Market Risk Quantitative Analytics Consultant (Contract) employer: LevelUP HCS
Contact Detail:
LevelUP HCS Recruiting Team
StudySmarter Expert Advice 🤫
We think this is how you could land Market Risk Quantitative Analytics Consultant (Contract)
✨Tip Number 1
Network with professionals in the financial industry, especially those working in market risk and quantitative analytics. Attend industry events or webinars to connect with potential colleagues and learn about the latest trends and challenges in the field.
✨Tip Number 2
Familiarise yourself with the specific market risk models and methodologies mentioned in the job description, such as VaR and time series analysis. Consider brushing up on your skills in SQL and Python, as these are crucial for handling large data sets and performing statistical tests.
✨Tip Number 3
Prepare to discuss your previous experiences in quantitative roles during interviews. Be ready to provide examples of how you've implemented market risk models and the analytical decisions you've made regarding model outputs.
✨Tip Number 4
Showcase your communication skills by practising how to explain complex quantitative concepts in simple terms. This will be essential when liaising with front office teams and presenting your findings to stakeholders.
We think you need these skills to ace Market Risk Quantitative Analytics Consultant (Contract)
Some tips for your application 🫡
Tailor Your CV: Make sure your CV highlights your experience in market risk modelling, particularly with equity derivatives. Emphasise your quantitative skills and any relevant programming experience in SQL and Python.
Craft a Strong Cover Letter: In your cover letter, clearly articulate your understanding of market risk models and methodologies. Mention specific projects or experiences that demonstrate your analytical decision-making skills and ability to liaise with various teams.
Showcase Technical Skills: Detail your programming and data handling skills in your application. Provide examples of how you've used SQL and Python for data analysis, especially in the context of financial modelling or risk assessment.

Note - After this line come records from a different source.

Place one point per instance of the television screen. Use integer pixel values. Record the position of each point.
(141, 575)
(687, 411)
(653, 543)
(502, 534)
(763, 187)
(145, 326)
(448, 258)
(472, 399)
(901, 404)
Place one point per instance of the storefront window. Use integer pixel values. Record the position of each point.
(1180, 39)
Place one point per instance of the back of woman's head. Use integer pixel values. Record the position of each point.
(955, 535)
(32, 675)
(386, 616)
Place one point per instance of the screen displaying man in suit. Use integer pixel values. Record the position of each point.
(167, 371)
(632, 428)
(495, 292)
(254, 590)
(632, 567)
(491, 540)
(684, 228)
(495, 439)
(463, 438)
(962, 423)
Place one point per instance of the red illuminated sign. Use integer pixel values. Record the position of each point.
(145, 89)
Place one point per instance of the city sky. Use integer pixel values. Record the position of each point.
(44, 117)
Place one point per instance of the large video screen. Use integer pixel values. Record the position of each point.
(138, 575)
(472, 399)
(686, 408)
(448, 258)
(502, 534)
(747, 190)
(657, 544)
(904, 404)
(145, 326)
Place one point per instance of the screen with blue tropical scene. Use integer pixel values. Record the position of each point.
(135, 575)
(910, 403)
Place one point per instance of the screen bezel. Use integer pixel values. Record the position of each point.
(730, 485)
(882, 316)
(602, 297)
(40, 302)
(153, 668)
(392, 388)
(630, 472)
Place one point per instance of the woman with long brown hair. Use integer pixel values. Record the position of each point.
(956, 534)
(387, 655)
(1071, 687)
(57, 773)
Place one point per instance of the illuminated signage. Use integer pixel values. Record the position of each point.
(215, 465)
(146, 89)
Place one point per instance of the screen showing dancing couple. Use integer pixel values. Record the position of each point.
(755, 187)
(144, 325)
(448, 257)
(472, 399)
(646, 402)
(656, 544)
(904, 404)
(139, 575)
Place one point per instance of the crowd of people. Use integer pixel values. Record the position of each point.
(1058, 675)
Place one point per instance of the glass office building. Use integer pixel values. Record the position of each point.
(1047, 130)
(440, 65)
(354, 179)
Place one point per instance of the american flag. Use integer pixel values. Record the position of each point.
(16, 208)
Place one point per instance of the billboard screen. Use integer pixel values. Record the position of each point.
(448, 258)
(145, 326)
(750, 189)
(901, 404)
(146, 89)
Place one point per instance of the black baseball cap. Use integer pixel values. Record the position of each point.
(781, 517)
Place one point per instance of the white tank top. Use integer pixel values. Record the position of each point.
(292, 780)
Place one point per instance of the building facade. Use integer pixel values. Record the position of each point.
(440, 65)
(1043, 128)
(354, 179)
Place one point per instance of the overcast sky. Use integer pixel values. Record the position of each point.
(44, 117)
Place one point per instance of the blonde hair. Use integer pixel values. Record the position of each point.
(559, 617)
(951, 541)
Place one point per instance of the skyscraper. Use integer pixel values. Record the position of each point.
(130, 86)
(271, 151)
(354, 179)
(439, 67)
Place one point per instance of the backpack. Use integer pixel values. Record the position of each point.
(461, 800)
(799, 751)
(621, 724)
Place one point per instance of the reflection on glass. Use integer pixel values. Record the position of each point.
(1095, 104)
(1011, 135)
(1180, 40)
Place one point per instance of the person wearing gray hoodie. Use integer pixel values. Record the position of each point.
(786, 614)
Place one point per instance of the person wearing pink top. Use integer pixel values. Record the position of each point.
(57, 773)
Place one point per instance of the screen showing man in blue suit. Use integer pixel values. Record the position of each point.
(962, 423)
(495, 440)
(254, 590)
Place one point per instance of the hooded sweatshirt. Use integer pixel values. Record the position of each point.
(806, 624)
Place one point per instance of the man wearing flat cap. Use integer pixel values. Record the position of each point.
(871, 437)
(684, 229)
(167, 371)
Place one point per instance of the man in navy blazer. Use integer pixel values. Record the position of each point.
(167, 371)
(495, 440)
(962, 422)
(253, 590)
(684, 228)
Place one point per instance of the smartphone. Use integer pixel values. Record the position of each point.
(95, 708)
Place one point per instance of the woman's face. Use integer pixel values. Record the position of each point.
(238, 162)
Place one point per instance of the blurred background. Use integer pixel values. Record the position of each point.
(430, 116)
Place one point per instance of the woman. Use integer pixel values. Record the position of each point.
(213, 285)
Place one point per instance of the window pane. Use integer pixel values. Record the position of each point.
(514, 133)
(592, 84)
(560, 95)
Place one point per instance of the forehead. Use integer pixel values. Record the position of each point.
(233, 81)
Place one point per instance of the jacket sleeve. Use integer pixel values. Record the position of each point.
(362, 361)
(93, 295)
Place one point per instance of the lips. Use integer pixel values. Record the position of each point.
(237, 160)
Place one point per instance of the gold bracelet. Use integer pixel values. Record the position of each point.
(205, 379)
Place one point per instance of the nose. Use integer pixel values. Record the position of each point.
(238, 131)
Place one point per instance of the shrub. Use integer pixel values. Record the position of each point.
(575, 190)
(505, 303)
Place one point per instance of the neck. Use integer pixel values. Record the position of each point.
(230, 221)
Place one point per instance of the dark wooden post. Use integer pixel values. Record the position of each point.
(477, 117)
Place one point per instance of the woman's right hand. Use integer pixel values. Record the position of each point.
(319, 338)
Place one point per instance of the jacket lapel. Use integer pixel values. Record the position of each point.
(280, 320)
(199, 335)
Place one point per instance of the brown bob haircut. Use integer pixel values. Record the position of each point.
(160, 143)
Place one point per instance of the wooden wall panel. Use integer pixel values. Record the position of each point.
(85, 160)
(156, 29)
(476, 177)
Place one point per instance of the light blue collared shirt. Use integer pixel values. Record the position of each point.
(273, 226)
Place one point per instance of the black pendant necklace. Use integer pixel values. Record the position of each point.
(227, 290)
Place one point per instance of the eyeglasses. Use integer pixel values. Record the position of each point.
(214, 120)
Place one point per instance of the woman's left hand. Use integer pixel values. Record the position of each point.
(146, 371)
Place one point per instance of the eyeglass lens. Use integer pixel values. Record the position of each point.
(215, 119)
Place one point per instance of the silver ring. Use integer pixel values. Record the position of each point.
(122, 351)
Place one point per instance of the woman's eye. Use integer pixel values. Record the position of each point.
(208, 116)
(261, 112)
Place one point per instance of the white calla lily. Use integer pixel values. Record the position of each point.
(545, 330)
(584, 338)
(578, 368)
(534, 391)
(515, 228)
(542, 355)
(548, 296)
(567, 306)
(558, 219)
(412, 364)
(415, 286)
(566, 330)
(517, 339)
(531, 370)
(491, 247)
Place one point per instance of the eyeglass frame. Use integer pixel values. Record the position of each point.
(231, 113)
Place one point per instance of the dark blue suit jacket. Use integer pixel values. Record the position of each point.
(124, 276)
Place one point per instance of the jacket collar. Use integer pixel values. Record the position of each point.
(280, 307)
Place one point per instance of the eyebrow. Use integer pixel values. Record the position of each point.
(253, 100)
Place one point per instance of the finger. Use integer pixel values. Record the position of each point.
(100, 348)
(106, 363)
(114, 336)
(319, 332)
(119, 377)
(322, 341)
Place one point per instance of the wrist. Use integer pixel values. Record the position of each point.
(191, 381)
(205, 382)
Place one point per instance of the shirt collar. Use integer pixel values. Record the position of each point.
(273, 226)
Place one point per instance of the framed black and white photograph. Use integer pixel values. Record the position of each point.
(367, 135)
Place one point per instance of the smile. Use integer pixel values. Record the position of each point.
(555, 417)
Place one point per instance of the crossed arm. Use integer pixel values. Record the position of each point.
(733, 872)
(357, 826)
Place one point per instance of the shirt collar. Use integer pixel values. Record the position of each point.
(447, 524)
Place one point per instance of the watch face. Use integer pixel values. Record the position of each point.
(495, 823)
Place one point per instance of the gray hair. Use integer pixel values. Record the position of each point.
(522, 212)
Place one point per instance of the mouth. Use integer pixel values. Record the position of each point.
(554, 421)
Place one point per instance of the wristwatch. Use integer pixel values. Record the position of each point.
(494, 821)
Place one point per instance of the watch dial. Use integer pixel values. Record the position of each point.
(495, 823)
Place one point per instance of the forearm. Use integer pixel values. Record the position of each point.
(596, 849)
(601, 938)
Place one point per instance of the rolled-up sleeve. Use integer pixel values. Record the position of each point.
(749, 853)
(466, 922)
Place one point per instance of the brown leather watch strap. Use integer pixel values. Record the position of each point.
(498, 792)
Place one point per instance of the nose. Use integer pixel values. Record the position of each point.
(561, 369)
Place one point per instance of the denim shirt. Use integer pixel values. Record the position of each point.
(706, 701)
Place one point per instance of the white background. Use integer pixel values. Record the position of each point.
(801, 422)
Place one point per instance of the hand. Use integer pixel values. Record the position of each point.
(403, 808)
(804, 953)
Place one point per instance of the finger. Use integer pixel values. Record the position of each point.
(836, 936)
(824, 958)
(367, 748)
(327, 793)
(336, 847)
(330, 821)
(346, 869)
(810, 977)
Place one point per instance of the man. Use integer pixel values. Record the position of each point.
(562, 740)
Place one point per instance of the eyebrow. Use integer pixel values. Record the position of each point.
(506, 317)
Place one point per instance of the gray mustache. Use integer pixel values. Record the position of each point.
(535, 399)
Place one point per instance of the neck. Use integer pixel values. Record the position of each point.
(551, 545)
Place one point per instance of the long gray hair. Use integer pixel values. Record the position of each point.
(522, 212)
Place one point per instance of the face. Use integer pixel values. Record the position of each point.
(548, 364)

Highlight Communication Abilities: Since excellent communication is crucial for this role, include examples of how you've effectively communicated complex technical information in previous roles. This could be through presentations, documentation, or team discussions.
How to prepare for a job interview at LevelUP HCS
✨Showcase Your Quantitative Skills
Be prepared to discuss your experience with market risk models and methodologies in detail. Highlight specific projects where you've applied time series analysis, VaR methodologies, or backtesting techniques, as this will demonstrate your expertise in the field.
✨Demonstrate Programming Proficiency
Since strong programming skills in SQL and Python are crucial for this role, be ready to talk about your experience with data handling and analysis. You might even want to prepare examples of how you've wrangled large datasets or implemented statistical tests in past roles.
✨Communicate Effectively
Excellent communication and presentation skills are essential. Practice explaining complex concepts in a clear and concise manner, as you may need to engage with various stakeholders, including front office and technology teams.
✨Prepare for Technical Documentation Questions
Given the importance of well-structured technical model documentation, be ready to discuss your approach to documenting model implementation details and findings. Consider bringing samples of your previous documentation to showcase your writing skills.